Expressions of KISS-1 and GPR54 have been demonstrated in a variety of tissues, including pituitary. Given their role in reproduction and in gonadotrophin secretion, we examined the regulation of their expression by steroids and GnRH in the rat pituitary using real-time PCR procedure.
After ovariectomy (OVX), pituitary KISS-1 mRNA levels dramatically decrease whereas GPR54 transcripts slightly increase compared with intact cycling rats in metestrus. These variations are reverted in vivo by E2 replacement. In addition, activation of ERα by the selective ligand PPT mimics this effect. By contrast, activation of ERβ by the selective ligand DPN does not stimulate KISS1 expression while it suppresses the ovariectomy-induced increase of GPR54 mRNAs.
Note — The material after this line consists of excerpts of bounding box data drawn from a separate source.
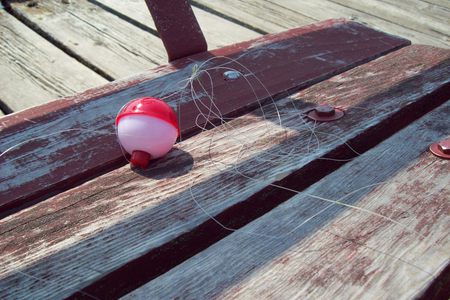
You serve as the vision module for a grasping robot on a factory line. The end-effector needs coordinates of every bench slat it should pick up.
[95,0,260,49]
[0,20,408,210]
[123,101,450,299]
[0,8,108,112]
[0,46,450,298]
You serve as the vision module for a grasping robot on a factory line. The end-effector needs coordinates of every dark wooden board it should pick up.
[0,46,450,298]
[123,100,450,299]
[0,20,408,210]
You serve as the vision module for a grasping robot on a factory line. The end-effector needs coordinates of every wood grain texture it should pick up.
[193,0,317,33]
[268,0,449,48]
[11,0,167,79]
[0,20,408,210]
[382,0,450,23]
[331,0,450,44]
[0,9,107,111]
[96,0,260,49]
[123,101,450,299]
[0,46,450,299]
[423,0,450,9]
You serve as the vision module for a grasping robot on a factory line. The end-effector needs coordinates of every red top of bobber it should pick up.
[116,97,180,135]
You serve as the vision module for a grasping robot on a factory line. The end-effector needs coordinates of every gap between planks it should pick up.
[0,47,450,298]
[6,0,259,79]
[0,20,409,214]
[0,9,107,112]
[122,101,450,299]
[194,0,450,48]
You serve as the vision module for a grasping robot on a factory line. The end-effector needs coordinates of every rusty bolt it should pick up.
[430,138,450,159]
[307,104,344,122]
[223,70,241,80]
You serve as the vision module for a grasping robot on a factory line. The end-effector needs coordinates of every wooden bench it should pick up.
[0,1,450,299]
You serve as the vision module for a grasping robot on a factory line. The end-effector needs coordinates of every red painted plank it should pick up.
[0,46,450,299]
[0,20,409,211]
[145,0,208,61]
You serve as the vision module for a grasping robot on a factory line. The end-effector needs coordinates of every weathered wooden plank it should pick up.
[382,0,450,23]
[0,46,450,299]
[0,9,107,111]
[122,101,450,299]
[271,0,448,47]
[423,0,450,9]
[7,0,258,79]
[6,0,167,78]
[192,0,317,33]
[0,20,407,210]
[95,0,260,49]
[331,0,450,44]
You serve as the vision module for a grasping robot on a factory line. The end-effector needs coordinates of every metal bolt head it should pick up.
[223,70,241,80]
[430,138,450,159]
[307,104,344,122]
[314,104,336,117]
[438,139,450,154]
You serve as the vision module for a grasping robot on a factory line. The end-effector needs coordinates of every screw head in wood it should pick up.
[223,70,241,80]
[430,138,450,159]
[307,104,344,122]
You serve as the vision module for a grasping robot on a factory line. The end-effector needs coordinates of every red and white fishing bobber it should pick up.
[116,97,180,169]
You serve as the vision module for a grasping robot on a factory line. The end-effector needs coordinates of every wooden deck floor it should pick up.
[0,0,450,116]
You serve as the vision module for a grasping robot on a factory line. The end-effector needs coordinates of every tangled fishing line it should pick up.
[0,57,446,299]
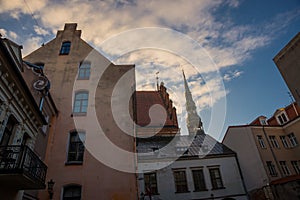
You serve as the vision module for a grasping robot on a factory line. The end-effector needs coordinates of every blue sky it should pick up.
[0,0,300,139]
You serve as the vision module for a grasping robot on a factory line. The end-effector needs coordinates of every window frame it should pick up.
[208,167,225,190]
[66,130,85,165]
[59,41,71,55]
[279,135,290,149]
[77,61,92,80]
[276,111,289,125]
[62,184,82,200]
[279,161,291,176]
[287,132,299,147]
[173,169,190,193]
[266,161,278,177]
[291,160,300,174]
[73,90,89,115]
[144,172,158,195]
[256,135,267,149]
[191,168,207,192]
[269,135,280,149]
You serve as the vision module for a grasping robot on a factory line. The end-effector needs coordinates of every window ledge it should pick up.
[71,112,87,117]
[77,77,90,80]
[65,161,83,165]
[211,187,226,190]
[175,191,191,194]
[193,189,208,192]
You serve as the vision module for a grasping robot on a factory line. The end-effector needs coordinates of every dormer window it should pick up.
[59,41,71,55]
[259,118,268,125]
[276,111,288,125]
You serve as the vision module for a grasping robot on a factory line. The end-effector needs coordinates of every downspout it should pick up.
[234,153,250,199]
[262,125,283,177]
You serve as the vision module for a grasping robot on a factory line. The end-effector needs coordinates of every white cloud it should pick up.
[0,28,18,40]
[223,70,244,81]
[22,37,43,56]
[0,0,300,137]
[33,25,50,35]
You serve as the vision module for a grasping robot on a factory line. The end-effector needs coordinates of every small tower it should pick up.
[182,70,204,135]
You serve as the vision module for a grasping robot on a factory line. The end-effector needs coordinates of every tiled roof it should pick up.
[136,91,177,127]
[137,134,234,159]
[270,175,300,185]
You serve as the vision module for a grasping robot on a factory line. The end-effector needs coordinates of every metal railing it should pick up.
[0,145,47,184]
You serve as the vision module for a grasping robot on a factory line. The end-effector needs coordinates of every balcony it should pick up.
[0,145,47,190]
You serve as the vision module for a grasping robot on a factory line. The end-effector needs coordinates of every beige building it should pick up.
[223,103,300,199]
[24,24,137,200]
[0,38,57,200]
[273,33,300,104]
[136,77,248,200]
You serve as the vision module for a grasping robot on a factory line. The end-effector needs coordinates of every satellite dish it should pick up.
[33,76,49,90]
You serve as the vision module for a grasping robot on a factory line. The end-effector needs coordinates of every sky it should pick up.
[0,0,300,140]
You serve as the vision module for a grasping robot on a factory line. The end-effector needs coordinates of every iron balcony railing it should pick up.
[0,145,47,184]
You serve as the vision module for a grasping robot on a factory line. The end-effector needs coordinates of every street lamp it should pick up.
[48,179,55,199]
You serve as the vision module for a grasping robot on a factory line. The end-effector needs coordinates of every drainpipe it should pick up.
[234,153,250,199]
[262,126,283,177]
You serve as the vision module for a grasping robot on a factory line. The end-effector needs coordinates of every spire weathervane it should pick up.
[182,69,204,135]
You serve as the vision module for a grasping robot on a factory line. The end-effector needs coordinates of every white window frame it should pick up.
[288,133,299,147]
[266,161,278,176]
[276,111,289,125]
[279,135,290,149]
[73,90,89,114]
[269,135,279,149]
[279,161,291,176]
[256,135,267,149]
[291,160,300,174]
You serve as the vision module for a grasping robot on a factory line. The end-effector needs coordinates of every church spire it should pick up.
[182,70,204,135]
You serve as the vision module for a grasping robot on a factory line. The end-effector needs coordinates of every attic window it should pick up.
[259,118,268,125]
[276,111,288,125]
[59,41,71,55]
[176,146,189,155]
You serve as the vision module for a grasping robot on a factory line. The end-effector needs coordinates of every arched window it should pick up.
[0,115,18,146]
[63,185,81,200]
[68,131,85,163]
[78,61,91,80]
[59,41,71,55]
[73,91,89,113]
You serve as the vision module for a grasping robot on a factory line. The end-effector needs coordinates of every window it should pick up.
[144,172,158,194]
[78,61,91,80]
[259,118,268,125]
[279,161,291,176]
[267,161,277,176]
[276,112,288,125]
[73,92,89,113]
[63,185,81,200]
[59,41,71,55]
[269,135,279,149]
[68,131,85,163]
[173,170,188,193]
[288,133,298,147]
[192,169,207,191]
[0,115,18,146]
[291,160,300,174]
[209,168,224,189]
[280,135,290,148]
[257,135,266,148]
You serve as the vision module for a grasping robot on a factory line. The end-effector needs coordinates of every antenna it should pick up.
[287,92,295,103]
[155,71,159,91]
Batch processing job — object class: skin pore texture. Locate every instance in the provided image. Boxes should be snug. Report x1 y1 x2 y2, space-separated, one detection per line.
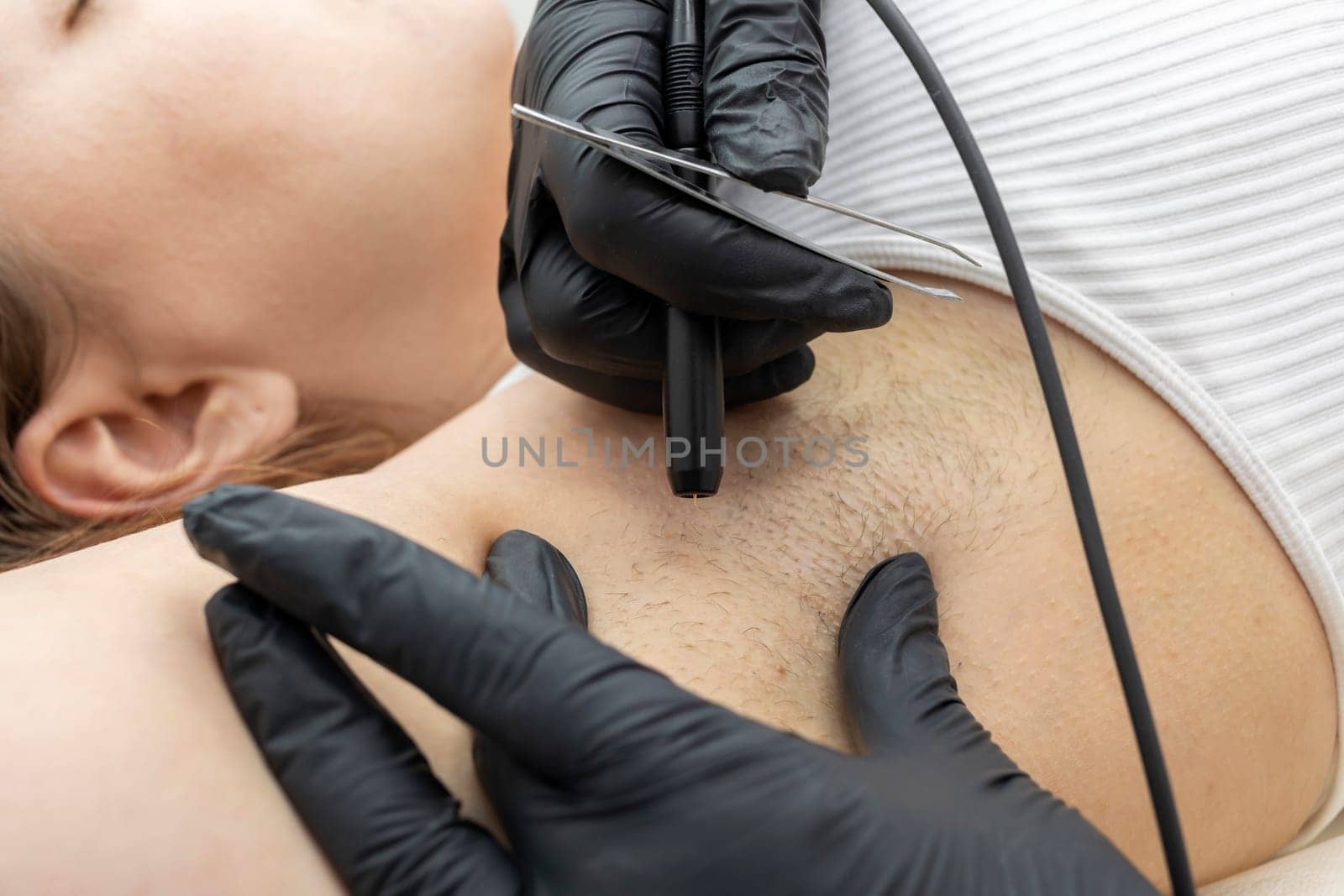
0 0 513 518
0 275 1336 893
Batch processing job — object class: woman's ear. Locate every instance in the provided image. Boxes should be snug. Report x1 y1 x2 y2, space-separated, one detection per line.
15 363 298 520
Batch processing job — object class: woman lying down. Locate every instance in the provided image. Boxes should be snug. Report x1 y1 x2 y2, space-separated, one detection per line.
0 0 1344 892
E2 acts on the hypothalamus and the pituitary gland. Indeed, ovariectomy increases and estradiol replacement restrains, both GnRH pulse frequency and amplitude. To determine whether estradiol acts on the pituitary directly or indirectly via hypothalamic GnRH secretion, OVX rats were treated with a GnRH antagonist or GnRH antagonist plus estradiol. GnRH antagonist administration results in a slight decrease in both KISS1 and GPR54 mRNAs suggesting that GnRH stimulates both KISS1 and GPR54 expression. When E2 was added, KISS1 transcripts increased while that of GPR54 decreased, demonstrating that estradiol acted also at the pituitary level. However, the result observed for KISS1 is conflicting with that observed after ovariectomy, a condition in which hypothalamic GnRH secretion was increased. Taken together, these data suggest that results observed under GnRH antagonist are related on estrogen deprivation.
In conclusion, we clearly demonstrated that KISS1 and its cognate receptor GPR54 are expressed in the pituitary. Estrogens have a main role on the regulation of KISS1 gene expression via ERα signalling pathway. GPR54 expression is regulated by estradiol and GnRH in a manner which appears to parallel that of LHβ.